Drum type drives cut length, which is logically associated with chip quality, fuel consumption, and productivity. A longer cut length corresponds to fewer cuts per unit mass. That results in a lower specific consumption and a faster feeding rate, i.e., higher productivity. The strong effect of drum type on productivity and fuel consumption is combined with the effect of blade wear, which is even stronger: drum type can determine changes on the order of 15 to 20 percent, whereas blade wear can affect productivity and fuel consumption by 25 to 35 percent. If the main goal is increasing productivity and/or decreasing fuel consumption, then reducing blade wear should be the primary target. In fact, previous studies indicate that fuel consumption can increase up to 50 percent as a result of blade wear (Nati et al. 2010). This study returned slightly lower figures because the knives were replaced after processing 10 loads without waiting for their blades to be completely dull. If the knives had been used for a longer time, fuel consumption would have increased further.

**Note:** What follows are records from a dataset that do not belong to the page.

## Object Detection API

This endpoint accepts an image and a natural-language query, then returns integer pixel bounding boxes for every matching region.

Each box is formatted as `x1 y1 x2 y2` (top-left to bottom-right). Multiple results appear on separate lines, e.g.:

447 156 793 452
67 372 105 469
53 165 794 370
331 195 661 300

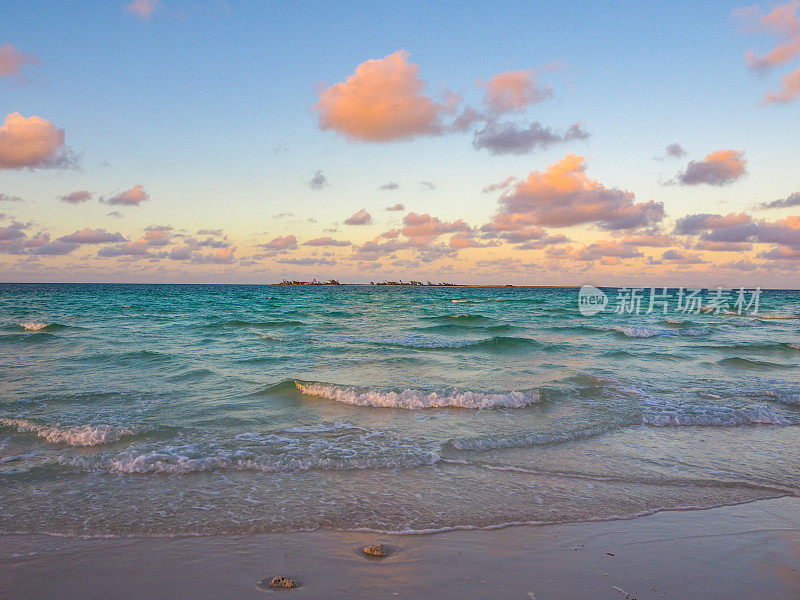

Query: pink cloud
486 154 664 231
315 50 447 141
738 1 800 70
142 225 171 246
401 212 469 245
735 2 800 102
106 185 149 206
58 228 126 244
59 190 93 204
0 112 70 170
661 249 707 264
676 150 747 186
259 235 298 250
344 209 372 225
126 0 160 20
765 66 800 103
574 240 643 261
448 233 497 249
210 246 236 264
0 44 39 77
303 236 351 247
478 70 551 113
386 203 405 211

Material type affects productivity and particle size, but not fuel consumption per dry unit. The effect is stronger on net productivity than on theoretical productivity, meaning that differences between materials increase when loader handling is included in the calculation. That may indicate that the effect of material type originates from its handling characteristics (Spinelli and Magagnotti 2010b). Both assortments were 2 m long, but while sawmill residues were straight, relatively homogeneous, and generally well aligned, logs were often crooked, heterogeneous, and entangled. That made them difficult to “digest” for the feeding rollers (i.e., negative effect on theoretical productivity, which excluded loader time), and even more difficult to handle for the loader (i.e., negative effect on net productivity, including loader time). The slower feed rate may explain why logs generated smaller chips compared with sawmill residues.

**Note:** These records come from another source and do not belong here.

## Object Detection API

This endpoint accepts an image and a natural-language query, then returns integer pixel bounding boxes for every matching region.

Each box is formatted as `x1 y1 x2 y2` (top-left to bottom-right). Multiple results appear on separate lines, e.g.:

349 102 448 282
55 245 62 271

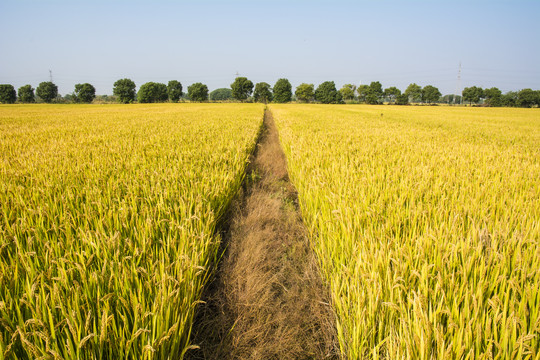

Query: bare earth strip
187 110 340 359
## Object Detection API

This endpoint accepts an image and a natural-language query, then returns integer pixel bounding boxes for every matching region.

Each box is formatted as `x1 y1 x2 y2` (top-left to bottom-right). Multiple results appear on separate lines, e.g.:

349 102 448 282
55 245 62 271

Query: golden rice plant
0 103 264 359
271 104 540 359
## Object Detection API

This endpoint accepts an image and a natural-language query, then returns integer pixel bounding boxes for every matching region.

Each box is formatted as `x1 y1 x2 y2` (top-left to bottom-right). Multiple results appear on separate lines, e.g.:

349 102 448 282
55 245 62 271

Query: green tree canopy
253 82 273 103
187 83 209 102
396 93 409 105
73 83 96 103
273 78 292 103
356 81 384 104
209 88 232 101
36 81 58 103
462 86 484 105
339 84 356 101
137 82 168 103
113 78 136 104
365 93 379 105
0 84 17 104
384 86 401 103
369 81 383 99
231 77 254 101
483 87 502 107
484 87 502 99
315 81 342 104
357 85 370 103
517 88 539 108
167 80 183 102
17 85 35 103
501 91 517 107
421 85 441 104
405 83 422 103
295 83 315 103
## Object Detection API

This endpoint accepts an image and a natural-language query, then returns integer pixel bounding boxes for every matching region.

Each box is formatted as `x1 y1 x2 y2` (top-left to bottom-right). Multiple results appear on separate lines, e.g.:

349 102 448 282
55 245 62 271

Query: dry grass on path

In general, the fuel consumption levels recorded in this study are compatible with those reported by previous chipper studies. An almost perfect match is obtained with the 2.7 to 3.6 liters odt⁻¹ reported for an industrial chipper powered by a 260-kW independent engine (Spinelli et al. 2011). A similar study conducted on a much smaller chipper (58 kW) returned a higher fuel consumption, between 3.4 and 4.2 liters odt⁻¹ (Spinelli et al. 2012). That difference could be explained with scale efficiency.

As to the productivity levels, readers must be aware that the figures in this study refer to net chipping productivity and are calculated for chipping time only, excluding all accessory work time and delays (Björheden et al. 1995). In particular, delays can represent up to 50 percent of a chipper's scheduled work time (Spinelli and Visser 2009). Inclusion of accessory work time and delays will not only reduce machine productivity but may also reduce the eventual differences between treatments.

Conclusions

All else being equal, doubling cut length through the installation of a new drum results in a 50 percent increase of average chip length, a 15 percent increase of net productivity, and a 15 percent decrease of fuel consumption. The handling characteristics of the raw material have a strong impact on chipper productivity, causing variations on the order of 20 percent. The discharge system has no significant effect on fuel consumption or productivity, but it does impact product quality and bulk density. Using a blower allows increasing bulk density between 4 and 7 percent, whereas the installation of a belt conveyor reduces the incidence of small chips and fine particles by up to 30 percent. This knowledge can be used to fine-tune chipping operations, moving one more step towards optimization.